Her Majesty the Queen has bestowed upon the OU a Regius Professorship in Open Education to mark the Diamond Jubilee.   

A Regius Professorship is a rare privilege, with only two created in the past century. It is a reflection of the exceptionally high quality of teaching and research at an institution.

The OU Regius Chair in Open Education is located in the Institute of Educational Technology and recognises the work of Professor Eileen Scanlon, who will be its first incumbent.

Eileen is an internationally recognised luminary in the field of educational technology and public understanding of science. With over 37 years of service to the OU, Professor Scanlon has driven up standards of open education across the world through intelligent use of technology, combined with impeccable pedagogic insight, and has exerted a major impact on the direction of OU research in these areas.

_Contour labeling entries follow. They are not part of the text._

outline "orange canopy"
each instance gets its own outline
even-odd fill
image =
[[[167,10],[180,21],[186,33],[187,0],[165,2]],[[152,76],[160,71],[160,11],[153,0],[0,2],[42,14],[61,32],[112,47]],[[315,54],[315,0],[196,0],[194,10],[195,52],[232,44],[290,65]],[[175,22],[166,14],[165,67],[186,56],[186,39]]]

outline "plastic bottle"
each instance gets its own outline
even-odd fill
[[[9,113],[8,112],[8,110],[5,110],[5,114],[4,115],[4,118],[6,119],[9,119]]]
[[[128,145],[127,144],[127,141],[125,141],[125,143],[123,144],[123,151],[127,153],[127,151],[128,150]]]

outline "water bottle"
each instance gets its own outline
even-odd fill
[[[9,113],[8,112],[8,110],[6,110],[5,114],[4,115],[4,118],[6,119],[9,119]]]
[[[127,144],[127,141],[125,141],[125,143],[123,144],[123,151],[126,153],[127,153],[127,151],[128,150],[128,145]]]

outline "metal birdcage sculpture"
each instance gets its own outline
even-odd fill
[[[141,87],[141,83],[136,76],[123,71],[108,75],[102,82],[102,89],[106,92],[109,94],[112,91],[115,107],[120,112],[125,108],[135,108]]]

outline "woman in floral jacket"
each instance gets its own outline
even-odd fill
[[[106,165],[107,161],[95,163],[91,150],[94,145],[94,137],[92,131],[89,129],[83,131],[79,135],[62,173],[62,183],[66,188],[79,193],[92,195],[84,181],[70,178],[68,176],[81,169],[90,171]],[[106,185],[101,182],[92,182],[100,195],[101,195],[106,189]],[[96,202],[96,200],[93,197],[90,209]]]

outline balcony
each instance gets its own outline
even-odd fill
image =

The Institute of Educational Technology is at the hub of the OU’s continuing research into, and development of, the latest open educational technologies for learning and teaching, enabling the University to do what it does best and deliver quality at scale. This is also a particularly fitting way of recognising Harold Wilson’s 50th anniversary of the announcement of a ‘University of the Air’.

IET is one of twelve University departments to have been awarded this prestigious award. All entries were assessed by an expert panel which included eminent academics led by Sir Graeme Davies, former Vice-Chancellor of the University of London.

This award is particularly significant for both the OU and Professor Scanlon, as only two others have been awarded a Regius Professorship in the last century, to mark the 200th anniversary of the birth of Charles Darwin. Before then, the most recent Regius Professorship was created by Queen Victoria.